Experiences of an Ethnographer in Two Ghanaian Hospitals
Jonathan Mensah Dapaah
Abstract
In Ghana and many sub-Saharan African countries, ethnographies of medical setting are relatively uncommon. This might be due to the general view that to study the area of biomedicine by investigating hospital, health centre or clinic is a new territory for medical anthropologists. Besides, perhaps, anthropologists rarely made biomedicine itself a subject for analyses and accepted that it is supposedly grounded in science; it is not a subject of anthropological or sociological inquiry.
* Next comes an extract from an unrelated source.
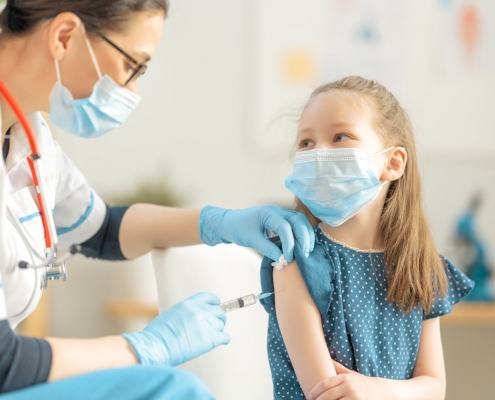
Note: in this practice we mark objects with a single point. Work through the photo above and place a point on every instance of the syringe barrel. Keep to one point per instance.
(241, 302)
Therefore, anthropologists over the years devoted much of their time into studying rituals and beliefs of exotic cultures, indigenous therapists, lay perceptions of health and illness. However, there is a growing interest in recent years in studying biomedicine as a cultural or social system. In this regard, this article seeks to illustrate the rigorous processes/procedures social scientists need to go through to enter the hospital and the peculiar strategies they have to adopt in order to collect data in the hospital setting. Further, it tries to show how actors in the facility (which includes biomedical professionals, patients and their relatives) generally perceive social scientists who conduct social science research and particularly ethnography in the hospital setting. The article thus sheds light on the experiences of an ethnographer in the hospital and how he continuously negotiated his presence to collect data in a setting which is often considered the domain of biomedical professionals. The article concludes that the anthropological method is not common in the hospital setting and therefore the need for more hospital ethnography to make it popular among health workers and also demonstrate its important contribution to quality health care delivery.